大剣を握っていたのは、リオニーさんだった。

だが、彼女の様子がいつもと違う。


「お前達…何をした?」


彼女をよく見ると、いつものレオニーさんではない、明らかに…

彼女の周り火の粉の様な物がパチパチと音を立てているし、目つきはいつになく鋭く、美しいのだが、何か恐怖と不安を覚える様な異様な雰囲気だった。

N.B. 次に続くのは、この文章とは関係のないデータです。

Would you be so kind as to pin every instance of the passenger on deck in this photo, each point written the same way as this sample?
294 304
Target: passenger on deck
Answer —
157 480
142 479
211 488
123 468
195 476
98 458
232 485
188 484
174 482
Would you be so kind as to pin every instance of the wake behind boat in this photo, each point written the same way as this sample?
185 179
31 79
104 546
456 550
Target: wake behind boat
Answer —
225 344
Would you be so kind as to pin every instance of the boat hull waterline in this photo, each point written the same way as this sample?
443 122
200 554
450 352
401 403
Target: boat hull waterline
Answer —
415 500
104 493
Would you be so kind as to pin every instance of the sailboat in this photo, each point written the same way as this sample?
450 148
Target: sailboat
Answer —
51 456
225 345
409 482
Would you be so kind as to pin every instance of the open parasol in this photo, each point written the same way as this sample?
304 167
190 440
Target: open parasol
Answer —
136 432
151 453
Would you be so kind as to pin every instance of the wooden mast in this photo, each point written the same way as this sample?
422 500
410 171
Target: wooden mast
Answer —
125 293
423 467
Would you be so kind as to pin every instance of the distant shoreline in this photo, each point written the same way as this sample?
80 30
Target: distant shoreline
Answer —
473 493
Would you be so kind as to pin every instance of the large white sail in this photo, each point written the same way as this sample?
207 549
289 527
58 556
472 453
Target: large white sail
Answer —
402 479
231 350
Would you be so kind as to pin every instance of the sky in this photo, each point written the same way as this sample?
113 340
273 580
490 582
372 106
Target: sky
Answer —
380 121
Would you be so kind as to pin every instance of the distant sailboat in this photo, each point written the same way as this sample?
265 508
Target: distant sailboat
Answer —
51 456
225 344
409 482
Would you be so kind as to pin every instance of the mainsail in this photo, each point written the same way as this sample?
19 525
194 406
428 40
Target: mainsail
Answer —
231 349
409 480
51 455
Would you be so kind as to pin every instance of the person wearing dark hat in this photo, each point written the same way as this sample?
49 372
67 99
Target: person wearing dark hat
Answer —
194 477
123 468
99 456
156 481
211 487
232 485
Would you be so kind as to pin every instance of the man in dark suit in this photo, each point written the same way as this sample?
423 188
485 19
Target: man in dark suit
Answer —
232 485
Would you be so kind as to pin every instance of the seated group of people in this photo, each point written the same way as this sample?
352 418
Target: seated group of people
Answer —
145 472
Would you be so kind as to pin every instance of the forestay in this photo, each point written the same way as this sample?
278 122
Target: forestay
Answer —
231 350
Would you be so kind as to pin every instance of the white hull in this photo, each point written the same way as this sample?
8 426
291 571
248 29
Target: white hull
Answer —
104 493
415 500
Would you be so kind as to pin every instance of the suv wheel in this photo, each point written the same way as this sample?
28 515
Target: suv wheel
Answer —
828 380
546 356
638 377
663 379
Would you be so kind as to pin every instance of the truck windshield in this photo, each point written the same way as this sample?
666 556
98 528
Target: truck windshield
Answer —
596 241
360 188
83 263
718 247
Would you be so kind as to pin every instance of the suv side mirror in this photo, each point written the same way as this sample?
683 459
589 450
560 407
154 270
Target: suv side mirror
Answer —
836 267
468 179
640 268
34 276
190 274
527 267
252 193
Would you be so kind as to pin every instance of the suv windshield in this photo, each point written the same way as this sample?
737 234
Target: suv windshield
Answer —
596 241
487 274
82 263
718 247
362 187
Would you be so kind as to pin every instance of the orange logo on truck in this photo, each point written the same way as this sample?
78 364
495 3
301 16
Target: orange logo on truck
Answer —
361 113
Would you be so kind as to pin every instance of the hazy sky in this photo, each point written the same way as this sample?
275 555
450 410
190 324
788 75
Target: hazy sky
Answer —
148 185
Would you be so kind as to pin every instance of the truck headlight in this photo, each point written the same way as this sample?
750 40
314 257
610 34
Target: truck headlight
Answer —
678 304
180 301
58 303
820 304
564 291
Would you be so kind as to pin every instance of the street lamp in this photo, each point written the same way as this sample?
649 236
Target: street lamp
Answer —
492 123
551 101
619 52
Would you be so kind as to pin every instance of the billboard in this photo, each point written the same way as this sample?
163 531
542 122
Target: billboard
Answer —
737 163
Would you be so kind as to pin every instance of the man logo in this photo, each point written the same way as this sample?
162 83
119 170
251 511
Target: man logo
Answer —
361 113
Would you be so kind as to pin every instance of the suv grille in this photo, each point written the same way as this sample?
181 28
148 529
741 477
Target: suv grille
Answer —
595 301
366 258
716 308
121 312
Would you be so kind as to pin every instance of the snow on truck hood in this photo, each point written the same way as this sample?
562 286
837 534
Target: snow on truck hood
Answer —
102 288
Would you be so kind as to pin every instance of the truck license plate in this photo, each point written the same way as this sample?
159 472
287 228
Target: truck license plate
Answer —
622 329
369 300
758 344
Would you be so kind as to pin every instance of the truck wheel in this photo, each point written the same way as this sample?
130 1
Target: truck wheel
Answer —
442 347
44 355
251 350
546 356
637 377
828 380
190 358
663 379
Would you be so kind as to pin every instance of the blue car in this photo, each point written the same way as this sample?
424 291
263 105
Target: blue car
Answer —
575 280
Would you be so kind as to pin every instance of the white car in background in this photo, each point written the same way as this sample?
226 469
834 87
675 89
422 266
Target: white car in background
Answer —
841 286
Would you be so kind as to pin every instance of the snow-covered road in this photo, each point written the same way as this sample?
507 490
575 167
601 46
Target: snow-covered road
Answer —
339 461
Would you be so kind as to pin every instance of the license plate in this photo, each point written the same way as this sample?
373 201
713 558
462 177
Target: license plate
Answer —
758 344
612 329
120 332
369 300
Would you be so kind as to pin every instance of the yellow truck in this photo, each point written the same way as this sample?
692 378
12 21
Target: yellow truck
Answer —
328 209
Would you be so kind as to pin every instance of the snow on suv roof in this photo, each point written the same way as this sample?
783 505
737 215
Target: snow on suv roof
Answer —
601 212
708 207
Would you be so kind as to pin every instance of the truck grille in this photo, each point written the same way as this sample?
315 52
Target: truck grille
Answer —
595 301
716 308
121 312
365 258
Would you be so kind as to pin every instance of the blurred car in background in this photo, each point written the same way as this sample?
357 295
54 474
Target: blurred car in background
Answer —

彼女の威圧が完全に場を支配し、誰一人として動けない。


「やはりこの村のギルドは問題が有るな…こんな屑を野放しにするとは…このギルドは一度解体するべきだ…!」


そう言いながら、彼女は彼の剣目掛けて一振りする。

大きな大剣を軽々と持ち、剣筋が全く見えなかった。

一瞬で冒険者の剣が粉々に砕け散った。


「ひぃ!!!」


「まだだぞ?リヒティに手を出したんだ…死ぬ一ミリ手前まで徹底的に殺してやる」


彼女は完全にキレている、目は獲物を狩る獅子の如く、本気で殺す気の様だ。

彼女は冒険者3人を相手取り、なぎ倒していく、一方的な暴力で。

彼らは手が出ず、ただ殴られ、蹴られ、飛ばされ、人間とは思えない暴力を見た。

冒険者3人は完全に戦意を失い、心が折れてる様に見える。

このままやり続ければ、死ぬか、廃人になってしまうと思う。


「リオニーさん、止めて下さい…!」


僕は彼女の後ろから抱き着き彼女はピタッと止まった。


「リヒティ…、こいつらはお前を傷つけたんだ、まだだ、まだ足りん、私は彼らを罰する理由がある!」


「ダメです…貴方に外道になって欲しくないんです!確かに…彼らには困ってました、でも、彼らを殺す事が正しい事とは思いません…」


「ならどうする?腕の一本、足の一本でも切り落として再起不能にするのか?」


「だから…ダメです!そんな事したって、何も変わらないでしょ…!僕は…誰にも傷ついて欲しくないんです!彼らにも傷ついて欲しくないんです!リオニーさんが人を傷つける姿が見たくないんです!」


「…分かった、リヒティがそこまで言うなら…」


必死さが伝わったのか、彼女はやっと止めてくれた、するといつものリオニーさんに戻ってくれた。

ギルド内は嵐が有ったのかと言う位、荒れていた。

そして、騒動を聞きつけてかギルド内部から、男が出てきた。